Lompat ke konten
Home » Kisahku » Aku Berhak Bahagia (bagian 5 – tamat)

Aku Berhak Bahagia (bagian 5 – tamat)

  • oleh
aku berhak bahagia

Aku Berhak Bahagia – Aku merasakan ketenangan hidup saat berada di usia 40-an. Tepatnya setelah Allah SWT memberiku anak kedua. Sejak itu begitu banyak perubahan yang aku rasakan. Aku merasa jauh lebih baik, aku bisa menerima apapun skenario dalam kehidupan yang harus aku lakoni. Aku pun makin yakin bahwa kekuranganku adalah sumber kekuatanku.

Hingga usia 40-an aku telah melalui ujian dan cobaan yang tak terhitung. Lalu aku memutuskan untuk bisa memaafkan kesalahan diri sendiri, mengutamakan diri sendiri, mengenali kekuatan diri, melakukan hal-hal yang aku sukai, dan menjauh dari orang-orang yang memberi pengaruh buruk.

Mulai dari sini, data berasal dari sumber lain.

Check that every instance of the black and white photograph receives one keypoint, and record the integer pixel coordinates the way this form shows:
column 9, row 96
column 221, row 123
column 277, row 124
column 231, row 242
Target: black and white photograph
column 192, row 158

Sebagai manusia biasa tentunya aku tidak lepas dari kesalahan. Misalnya: salah dalam mengelola keuangan sehingga punya hutang, salah dalam memilih teman dekat sehingga dimanfaatkan, dan lain sebagainya. Namun aku percaya bahwa aku mempunyai Tuhan yang Maha Pengampun. Dalam setiap doa, selain menyampaikan rasa syukur aku pun memohon pengampunan atas khilaf dan dosa yang telah aku lakukan. Tentu saja, kuniatkan untuk tidak mengulangi lagi kesalahan yang sama.

Aku pun pernah berada cukup lama dalam fase mendahulukan kepentingan orang lain daripada kepentinganku sendiri. Pernah juga saking ingin membantu teman, aku rela mencari pinjaman uang. Ujung-ujungnya aku sendiri yang kesusahan pada saat aku butuh uang. Kini aku tidak mau lagi menyusahkan diriku sendiri. Apalagi teringat saat minta bantuan orang lain, tak satu pun yang mau membantuku. Sejak itu aku tersadar bahwa hanya diriku sendirilah yang bisa mengatasi masalahku, bukan orang lain.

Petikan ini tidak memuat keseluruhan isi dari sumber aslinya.